SWEN-342 Eng of Concurrent & Distributed SW Systems

Bucket Hash Map

This activity will be done individually.

Introduction

A bucket hash map is a hash map implemented via an array of N buckets. Each bucket is associated with those keys whose Java hashCode (modulo N) is the bucket's index in the array, and each bucket has a list of some sort to hold the key/value pairs for its associated keys. One reason for such a structure is to cut down on the search time for a key - on average, each bucket holds only 1/N of the hash map entries. In addition, distinct threads can access different buckets can proceed concurrently. The source code for a simplfied hash map using native Java synchronization is at SynchronizedBucketHashMap.java.

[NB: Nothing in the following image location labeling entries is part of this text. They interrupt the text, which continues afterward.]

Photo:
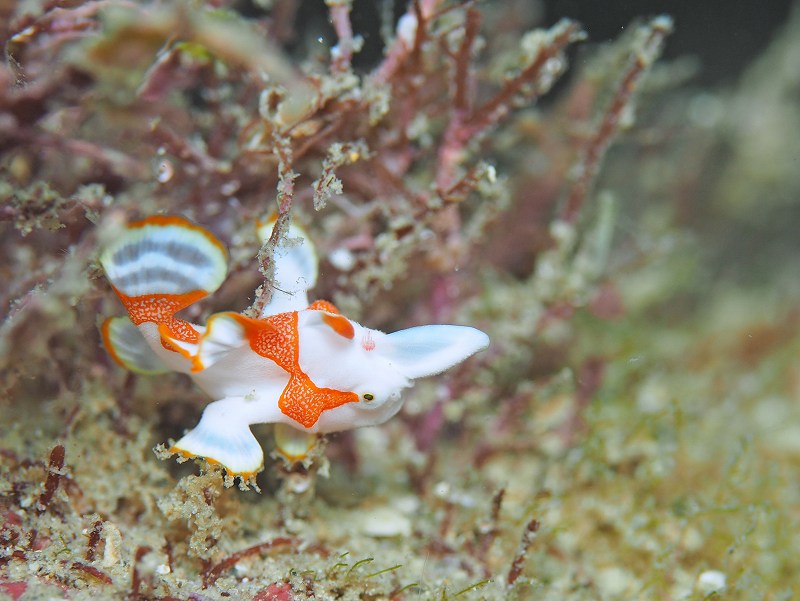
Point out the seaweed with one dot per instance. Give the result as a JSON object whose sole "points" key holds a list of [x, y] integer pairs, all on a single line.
{"points": [[631, 432]]}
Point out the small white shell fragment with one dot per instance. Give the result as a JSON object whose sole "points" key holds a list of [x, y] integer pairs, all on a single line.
{"points": [[383, 522], [342, 259], [711, 581]]}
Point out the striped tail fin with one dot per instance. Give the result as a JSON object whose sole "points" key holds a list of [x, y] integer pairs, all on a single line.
{"points": [[161, 265]]}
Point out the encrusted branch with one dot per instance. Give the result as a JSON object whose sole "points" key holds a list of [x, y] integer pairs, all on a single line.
{"points": [[647, 47], [342, 53], [544, 63]]}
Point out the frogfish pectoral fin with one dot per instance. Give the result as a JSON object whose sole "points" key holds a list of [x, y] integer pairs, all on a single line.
{"points": [[126, 345], [161, 265], [223, 437]]}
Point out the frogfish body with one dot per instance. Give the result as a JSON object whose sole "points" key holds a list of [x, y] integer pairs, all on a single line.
{"points": [[300, 364]]}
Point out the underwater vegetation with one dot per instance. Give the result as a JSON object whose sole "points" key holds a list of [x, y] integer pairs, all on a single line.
{"points": [[624, 235]]}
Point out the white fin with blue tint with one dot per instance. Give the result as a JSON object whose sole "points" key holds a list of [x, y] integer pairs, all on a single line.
{"points": [[223, 436], [224, 333], [126, 345], [428, 350], [295, 270]]}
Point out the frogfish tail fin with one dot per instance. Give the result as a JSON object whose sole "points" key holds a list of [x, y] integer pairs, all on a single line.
{"points": [[163, 264]]}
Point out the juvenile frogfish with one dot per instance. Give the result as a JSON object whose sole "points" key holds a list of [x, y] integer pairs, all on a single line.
{"points": [[300, 364]]}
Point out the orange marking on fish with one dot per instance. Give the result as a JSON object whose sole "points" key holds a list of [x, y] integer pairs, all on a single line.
{"points": [[164, 220], [326, 306], [277, 339], [105, 332], [161, 309]]}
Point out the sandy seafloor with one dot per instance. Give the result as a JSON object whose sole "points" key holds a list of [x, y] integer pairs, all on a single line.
{"points": [[641, 441]]}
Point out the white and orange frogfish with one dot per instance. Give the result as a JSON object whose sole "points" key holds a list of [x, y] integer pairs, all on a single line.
{"points": [[300, 364]]}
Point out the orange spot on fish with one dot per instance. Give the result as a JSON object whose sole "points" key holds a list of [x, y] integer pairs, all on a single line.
{"points": [[161, 309], [277, 339], [340, 324], [105, 332]]}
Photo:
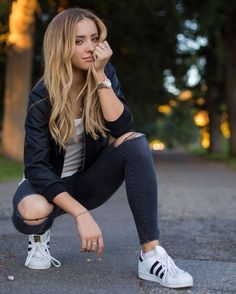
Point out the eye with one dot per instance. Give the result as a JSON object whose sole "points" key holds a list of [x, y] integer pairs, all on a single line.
{"points": [[78, 42]]}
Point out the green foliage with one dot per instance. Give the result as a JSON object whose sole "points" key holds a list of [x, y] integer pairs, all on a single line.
{"points": [[178, 128]]}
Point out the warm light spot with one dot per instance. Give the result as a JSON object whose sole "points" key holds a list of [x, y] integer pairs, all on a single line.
{"points": [[173, 103], [164, 109], [205, 139], [157, 145], [225, 129], [204, 88], [201, 101], [21, 19], [201, 119], [185, 95]]}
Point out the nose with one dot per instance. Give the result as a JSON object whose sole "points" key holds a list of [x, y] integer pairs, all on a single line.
{"points": [[90, 46]]}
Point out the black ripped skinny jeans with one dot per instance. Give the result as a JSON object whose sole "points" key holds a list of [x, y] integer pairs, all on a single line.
{"points": [[130, 161]]}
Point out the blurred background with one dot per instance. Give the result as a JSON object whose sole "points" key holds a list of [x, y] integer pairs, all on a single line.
{"points": [[176, 61]]}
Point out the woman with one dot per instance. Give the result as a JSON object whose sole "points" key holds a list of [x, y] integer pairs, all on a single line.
{"points": [[80, 147]]}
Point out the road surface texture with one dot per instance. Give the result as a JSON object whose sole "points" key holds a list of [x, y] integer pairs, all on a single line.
{"points": [[197, 219]]}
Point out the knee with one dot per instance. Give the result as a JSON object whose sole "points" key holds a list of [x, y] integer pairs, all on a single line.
{"points": [[34, 209], [125, 137]]}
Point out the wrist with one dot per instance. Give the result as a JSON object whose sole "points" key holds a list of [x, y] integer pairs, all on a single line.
{"points": [[79, 214], [101, 76]]}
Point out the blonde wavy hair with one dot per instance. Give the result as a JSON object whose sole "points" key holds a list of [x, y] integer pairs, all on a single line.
{"points": [[58, 48]]}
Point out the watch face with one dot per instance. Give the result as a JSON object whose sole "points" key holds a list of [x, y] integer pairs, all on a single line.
{"points": [[107, 83]]}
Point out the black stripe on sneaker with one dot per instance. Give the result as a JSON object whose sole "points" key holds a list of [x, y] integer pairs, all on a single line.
{"points": [[153, 266], [158, 270]]}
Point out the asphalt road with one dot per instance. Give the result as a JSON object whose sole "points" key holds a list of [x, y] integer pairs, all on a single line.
{"points": [[197, 217]]}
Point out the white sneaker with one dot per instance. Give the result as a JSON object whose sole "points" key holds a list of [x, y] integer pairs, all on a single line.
{"points": [[39, 256], [161, 268]]}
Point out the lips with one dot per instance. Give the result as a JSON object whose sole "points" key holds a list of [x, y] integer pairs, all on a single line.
{"points": [[89, 58]]}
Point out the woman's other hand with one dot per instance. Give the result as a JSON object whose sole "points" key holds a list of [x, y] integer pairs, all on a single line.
{"points": [[102, 53], [90, 234]]}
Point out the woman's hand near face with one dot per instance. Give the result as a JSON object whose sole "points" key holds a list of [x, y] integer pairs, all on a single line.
{"points": [[90, 234], [102, 53]]}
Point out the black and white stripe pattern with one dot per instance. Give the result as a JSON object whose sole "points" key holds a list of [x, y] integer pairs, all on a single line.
{"points": [[30, 245], [157, 268]]}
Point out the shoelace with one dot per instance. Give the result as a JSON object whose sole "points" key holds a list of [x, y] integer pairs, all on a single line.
{"points": [[169, 266], [43, 248]]}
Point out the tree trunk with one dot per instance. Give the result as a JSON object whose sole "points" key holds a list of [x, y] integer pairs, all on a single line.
{"points": [[231, 95], [229, 35], [214, 118], [213, 79], [18, 76]]}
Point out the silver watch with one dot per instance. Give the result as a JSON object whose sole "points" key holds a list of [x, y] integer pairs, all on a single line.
{"points": [[104, 84]]}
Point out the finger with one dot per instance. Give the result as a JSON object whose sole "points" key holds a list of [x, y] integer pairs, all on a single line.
{"points": [[101, 45], [94, 245], [106, 44], [83, 245], [89, 245], [100, 246], [99, 50]]}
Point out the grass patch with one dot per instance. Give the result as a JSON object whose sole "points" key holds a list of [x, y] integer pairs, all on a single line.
{"points": [[10, 169]]}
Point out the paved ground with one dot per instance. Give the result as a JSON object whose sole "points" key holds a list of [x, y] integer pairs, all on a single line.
{"points": [[197, 214]]}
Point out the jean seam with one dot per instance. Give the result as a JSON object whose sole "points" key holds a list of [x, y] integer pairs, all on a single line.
{"points": [[133, 185]]}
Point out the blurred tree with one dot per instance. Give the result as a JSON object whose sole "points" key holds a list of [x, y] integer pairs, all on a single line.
{"points": [[5, 6], [229, 37], [216, 21], [18, 75]]}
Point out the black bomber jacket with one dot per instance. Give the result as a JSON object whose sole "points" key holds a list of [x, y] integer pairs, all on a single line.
{"points": [[43, 159]]}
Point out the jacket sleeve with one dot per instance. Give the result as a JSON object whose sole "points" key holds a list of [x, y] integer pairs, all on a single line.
{"points": [[38, 168], [125, 122]]}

While this version works, it has two significant drawbacks:

  1. Access to each bucket is exclusive, even though buckets are read much more frequently than they are written, and read accesses can proceed concurrently.
  2. The computation of the hash map's size is inconsistent - it may reflect a size which the map never had. For instance, since the size of each bucket is computed while only holding that bucket's lock, changes to other buckets can lead to an incorrect size. For example, assume there are 3 buckets in the map and the bucket has 50 key/value pairs in it:
    1. Bucket 0 is locked, its size added in, and bucket 0's lock is released.
    2. Bucket 1 is locked, its size added in, and bucket 1's lock is released.
    3. Two key/value pairs are removed from bucket 0 by another thread.
    4. Three key/value pairs are added to bucket 2 by another thread.
    5. Bucket 2 is locked, its size added in, and bucket 2's lock is released.
    6. At this point, the reported size only accounts for the addition to bucket 2, not the removal in bucket 0. The reported size of 53 is wrong - the size if 51 - and what is more, the map never had 53 elements in it!
  3. The problem could be addressed by acquiring locks on all the buckets before computing the size, but the basic java mechanisms do not allow this in the general case.

The Problem

Convert SynchronizedBucketHashMap to a ConcurrentBucketHashMap as follows:

  1. Copy over the provided file and change the class name globally.
  2. Add a private ReadWriteLock to the state of the internal Bucket class, and add interface methods to Bucket to lock and unlock the read and the write locks - four methods in all.
  3. Replace the basic Java synchronization with explicit locking, ensuring that maximum possible concurrency while maintaining overall state consistency (i.e., safety).
  4. Ensure that size() returns a consistent value by acquiring all read locks first, then, as each bucket's size is accumulated, releasing that bucket's lock.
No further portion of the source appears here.